Corona de merde

Alors que j’entame mon dernier dernier mois de grossesse dans quelques jours, l’atmosphère est étrange.

Un sale virus que nous ne maitrisons pas encore est en train de se répandre en France, en Europe, dans le monde entier. Nous faisons face à une épidémie inquiétante. Telle une guerre mondiale, de nouvelles dispositions sont prises et des restrictions nous sont imposées.

Je suis infirmière et je suis bien au fait de la gravité de la situation. Malgré cela, je ne peux m’empêcher d’être un peu égoïste. J’ai d’abord appris que ma sage femme libérale annulait mes derniers cours de préparation à la naissance -dont l’allaitement qui nous intéressait plus que tout.
S’en est suivi un appel de ma maternité pour m’informer que les ateliers prévus -césarienne, péridurale, futur papa et visite de la maternité- étaient suspendus jusqu’en mai.
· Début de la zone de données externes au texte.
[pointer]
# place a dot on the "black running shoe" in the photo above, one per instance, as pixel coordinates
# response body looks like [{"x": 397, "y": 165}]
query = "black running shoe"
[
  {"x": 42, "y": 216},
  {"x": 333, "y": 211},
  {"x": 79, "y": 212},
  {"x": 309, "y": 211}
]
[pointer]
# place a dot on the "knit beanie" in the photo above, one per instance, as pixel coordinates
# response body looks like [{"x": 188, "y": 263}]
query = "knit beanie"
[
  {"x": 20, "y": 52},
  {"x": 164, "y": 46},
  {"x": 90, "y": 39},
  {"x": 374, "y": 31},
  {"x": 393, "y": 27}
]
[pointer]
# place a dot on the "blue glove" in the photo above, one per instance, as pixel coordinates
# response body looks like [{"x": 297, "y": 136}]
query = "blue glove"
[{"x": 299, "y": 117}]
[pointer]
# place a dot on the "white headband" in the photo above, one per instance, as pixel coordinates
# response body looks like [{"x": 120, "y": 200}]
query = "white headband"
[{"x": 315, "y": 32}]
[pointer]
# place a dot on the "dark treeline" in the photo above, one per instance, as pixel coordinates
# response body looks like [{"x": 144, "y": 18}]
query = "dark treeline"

J’accouche en avril donc c’est mort pour nous.
Puis, un message d’information de cette même maternité déclarant que les visites durant le séjour à la maternité sont toutes interdites jusqu’à nouvel ordre et que nous devons nous rendre aux urgences générales et non aux urgences obstétriques si le vrai travail s’annonçait.
– ??? –  Les heures passent et le flot de mauvaises nouvelles se cumulent. J’en viens à actualiser la page Facebook de ma maternité plusieurs fois par jour et à redouter le lendemain. Ma voisine me dit qu’une de ses amies a accouché samedi de son premier enfant et a été invitée à rentrer chez elle deux jours après. Apparemment, ils écourtent les séjours au maximum.
Le plus inquiétant c’est le retour de plusieurs mamans de différentes régions en France qui voient leur mari, leur conjoint, leur accompagnant(e) pour la naissance se refuser l’accès à la salle de travail et au séjour. Pour le moment rien ne va dans ce sens pour ma maternité mais c’est le cas pour plusieurs d’entre elles près de chez moi.

Oui, je comprends que l’épidémie est grave au point où il faut se confiner et rentrer le moins possible en contact avec d’autres personnes que son foyer proche.
Oui, je comprends qu’il y a des mesures d’hygiène strictes à adopter et c’en est même rassurant.
J’ai fini par admettre que les cours de préparation auxquels je tenais tant et les visites de mes proches étaient superflus par rapport aux risques que l’on encourt.
Je fais des efforts pour essayer de comprendre les dernières mesures prises mais non, je ne peux m’empêcher d’être égoïste.

C’est notre premier enfant – peut être le seul-, nous avons certainement idéalisé le moment venu comme tout futur parent mais je suis tellement attristée par cette situation. Je n’arrive pas à m’imaginer accoucher sans mon conjoint. Je n’y arriverai pas.
Je m’en veux d’avoir pester contre mon ventre à chaque coup que bébé me donnait dans le col ces derniers jours, je regrette de lui avoir dit que j’étais pressée qu’il montre le bout de son nez. Aujourd’hui je prie pour qu’il y reste bien au chaud le plus longtemps possible et que la situation s’améliore rapidement.

Je vais devoir  faire un travail sur moi même et apprendre à me faire confiance. Je vais surtout me préparer à recevoir la mauvaise nouvelle et essayer de voir le verre à moitié plein. Il faut essayer de relativiser. Notre bébé est en bonne santé et nous aussi. Nous avons un toit sur la tête et, malgré ces restrictions, nous allons vivre la plus belle chose au monde: Nous allons devenir parents.